We want to get two very different kinds of information from our monitoring too: technical metrics and business metrics. Technical metrics cover things like bandwidth or latency that tell sysadmins about a system’s performance and the stresses being applied to it. Business metrics describe the higher-level functionality and software features such as the number of logins that have occurred over a given period.

Metrics like login numbers give us a view on the software’s business impact, but they’re an important health check too. Just because a system is running and its components are busy, that doesn’t mean it’s OK (like a livelock in a multithreaded system where everything’s working but nothing’s getting done). It’s why we added positive and negative monitoring to our list. I want to know what isn’t happening – if, all of a sudden, nobody’s logging in, I want to know.

Perhaps the most important outcome of our monitoring rethink, though, was the realisation that what we started out thinking of as ‘monitoring’ turned into two very different things: ‘monitoring’ and ‘tracing’.

Monitoring is a top-down view of a system, or aspects of it, over time. You’re trying to look at the woods and not the trees.

Tracing is the opposite, it’s observing how a single request passes through the system. When you’re trying to find out what went wrong in a system, where perhaps 15 separate components are working together to get something done, tracing is invaluable.

A lot of good work has already been done in the field of tracing. Companies that rely heavily on microservices, such as Uber and AirBnB, are lining up behind Twitter’s open source Zipkin tracer, so we’re looking at that with a great deal of interest.

A different kind of storage

In rethinking our approach to monitoring we’ve identified many different types of data we want to access – and that, in turn, has caused us to rethink our approach to storage.

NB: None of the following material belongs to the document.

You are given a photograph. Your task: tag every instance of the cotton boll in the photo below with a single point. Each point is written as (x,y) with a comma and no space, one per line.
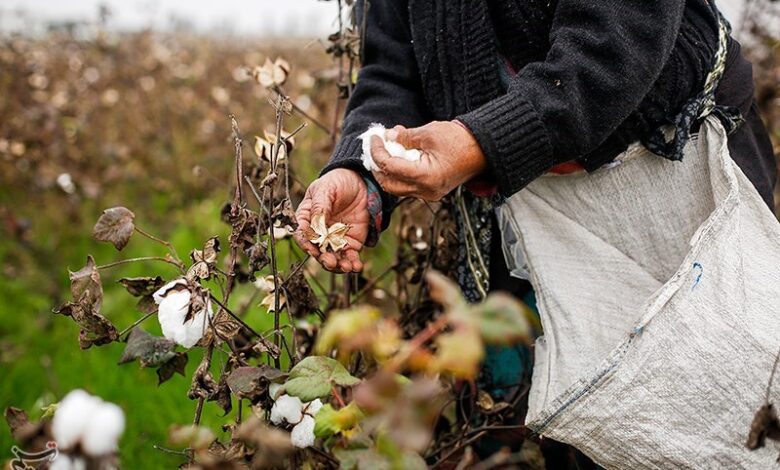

“When relational databases are used inappropriately, they exert a significant drag on application development.”

– Martin Fowler, ThoughtWorks

CAP theorem has it that a distributed computer system can provide no more than two out of three from Consistency, Availability and Partition Tolerance. What sort of database you need for any given data depends on things like its characteristics, how often you want to read it or write to it, performance, scale, cost and business criticality.

We’re taking that idea, known as Polyglot Persistence, and applying it to the different types of data we capture for monitoring and tracing. Tracing demands detailed, time series data. Monitoring can generate huge amounts of data but it doesn’t all need to be kept, it can be safely aggregated and compressed.

Changing the way we think about capturing and storing metrics is just one of things my team is working on, but it’s a great example of how our decision to adopt a microservices architecture is driving innovation and renewal up and down the Intelligent Environments software stack.